Carbon Offset
- April 20, 2023
- Posted by: OptimizeIAS Team
- Category: DPN Topics
No Comments
Carbon Offset
Subject: Environment
Section: Climate change
Context: Offsets have come under fire as a way for companies to compensate for carbon emissions through eco projects elsewhere.
How does offsetting work?
- Buying offsets is a way to “compensate” for environmental damage. Companies make a financial contribution to projects that reduce the amount of carbon dioxide in the atmosphere, and in exchange can keep polluting themselves.
- Examples of projects include planting trees and rewetting peatlands — which store huge amounts of carbon in their soil.
- In recent years, the carbon offset industry has boomed. It is worth $2 billion (€1.87 billion) annually and is expected to grow five times that size by the end of the decade.
- After the concept’s invention in 1987, some international treaties such as the Kyoto protocol have let industrialized countries use carbon credits, each of which is worth one ton of carbon, to keep within emissions limits. That market –— where carbon credits are traded to meet government regulations — is much bigger, about $261 billion a year.
Offsetting in practice
- Offset projects can be broadly split into two categories: removals and avoidances.
- Removal describes actions which actively take carbon out of the air and store it permanently, such as by planting trees or direct air capture — which is not a technology available at scale. Currently carbon dioxide removal represents just a small percentage of the carbon credits in circulation.
- Avoidance offsets are from projects that stop the release of greenhouse gases, such as protecting trees from being logged.
Problems with Carbon offsetting:
- Additionality: Additionality refers to the idea that carbon offset projects should only be considered legitimate if they result in reductions in greenhouse gas emissions that would not have occurred in the absence of the project. However, it is difficult to determine whether a project is truly additional and whether the emissions reductions would have occurred anyway without the offset project.
- Permanence: Carbon offsetting projects such as reforestation, afforestation, or carbon sequestration can be reversed if the trees are cut down, wildfires occur, or soil carbon is released. This means that carbon offsetting is not a permanent solution and cannot guarantee long-term emissions reductions.
- Leakage: Leakage refers to the situation where emissions are shifted from one location to another as a result of a carbon offsetting project.
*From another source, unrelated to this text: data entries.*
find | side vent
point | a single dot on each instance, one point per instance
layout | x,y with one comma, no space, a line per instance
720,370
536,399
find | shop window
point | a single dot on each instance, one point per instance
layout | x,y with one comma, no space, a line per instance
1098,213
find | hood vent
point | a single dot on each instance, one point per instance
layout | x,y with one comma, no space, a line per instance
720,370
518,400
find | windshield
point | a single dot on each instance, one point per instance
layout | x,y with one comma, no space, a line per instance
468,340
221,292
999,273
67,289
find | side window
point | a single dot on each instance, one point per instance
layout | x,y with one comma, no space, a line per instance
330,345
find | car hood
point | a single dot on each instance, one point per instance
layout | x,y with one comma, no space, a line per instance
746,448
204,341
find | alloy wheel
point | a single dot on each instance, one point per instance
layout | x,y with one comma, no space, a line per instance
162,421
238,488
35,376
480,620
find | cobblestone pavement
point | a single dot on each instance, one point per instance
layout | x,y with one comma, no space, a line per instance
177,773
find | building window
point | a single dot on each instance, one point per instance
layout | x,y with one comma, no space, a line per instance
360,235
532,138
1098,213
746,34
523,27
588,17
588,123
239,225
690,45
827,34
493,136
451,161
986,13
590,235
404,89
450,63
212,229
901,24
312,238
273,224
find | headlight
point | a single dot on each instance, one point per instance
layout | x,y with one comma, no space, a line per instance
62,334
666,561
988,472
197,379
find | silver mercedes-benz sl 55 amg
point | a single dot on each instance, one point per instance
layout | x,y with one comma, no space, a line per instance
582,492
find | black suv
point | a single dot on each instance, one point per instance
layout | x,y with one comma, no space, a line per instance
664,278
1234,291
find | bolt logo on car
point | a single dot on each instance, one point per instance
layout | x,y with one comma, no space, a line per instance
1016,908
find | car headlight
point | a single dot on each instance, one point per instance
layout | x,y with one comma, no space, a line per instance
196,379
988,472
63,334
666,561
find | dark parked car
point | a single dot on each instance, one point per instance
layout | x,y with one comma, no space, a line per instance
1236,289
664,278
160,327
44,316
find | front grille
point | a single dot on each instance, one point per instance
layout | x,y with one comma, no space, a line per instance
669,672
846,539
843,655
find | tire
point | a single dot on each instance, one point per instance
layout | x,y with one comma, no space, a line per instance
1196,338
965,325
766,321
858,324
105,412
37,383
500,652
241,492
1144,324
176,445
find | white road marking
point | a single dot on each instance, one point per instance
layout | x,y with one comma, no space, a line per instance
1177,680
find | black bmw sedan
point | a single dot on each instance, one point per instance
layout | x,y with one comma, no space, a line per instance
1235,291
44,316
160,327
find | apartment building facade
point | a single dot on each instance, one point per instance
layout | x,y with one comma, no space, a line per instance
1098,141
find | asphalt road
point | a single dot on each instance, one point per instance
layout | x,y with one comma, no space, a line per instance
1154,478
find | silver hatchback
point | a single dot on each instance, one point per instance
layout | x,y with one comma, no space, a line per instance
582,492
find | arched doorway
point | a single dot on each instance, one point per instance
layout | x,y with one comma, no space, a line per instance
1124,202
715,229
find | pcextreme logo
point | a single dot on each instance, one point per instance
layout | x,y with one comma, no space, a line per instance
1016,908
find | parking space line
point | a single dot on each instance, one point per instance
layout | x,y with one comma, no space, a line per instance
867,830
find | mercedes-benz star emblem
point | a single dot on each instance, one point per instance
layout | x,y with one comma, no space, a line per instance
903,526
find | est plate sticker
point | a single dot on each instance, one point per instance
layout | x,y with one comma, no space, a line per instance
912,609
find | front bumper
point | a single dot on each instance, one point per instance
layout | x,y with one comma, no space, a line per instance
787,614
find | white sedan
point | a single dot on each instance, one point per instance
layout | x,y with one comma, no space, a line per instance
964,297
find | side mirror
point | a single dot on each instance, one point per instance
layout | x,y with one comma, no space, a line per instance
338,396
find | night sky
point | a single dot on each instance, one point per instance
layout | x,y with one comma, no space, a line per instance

For example, a forestry project may lead to deforestation in another area, or a renewable energy project may lead to higher emissions from other energy sources due to increased demand.
- Verification: There is a lack of standardized and transparent verification mechanisms for carbon offsetting projects. It is difficult to ensure that the projects are genuinely reducing emissions and that the credits generated are not being double-counted or sold more than once.
- Ethical concerns: There are concerns about the ethics of carbon offsetting, particularly when it comes to projects that involve land acquisition or that may have negative impacts on local communities or biodiversity.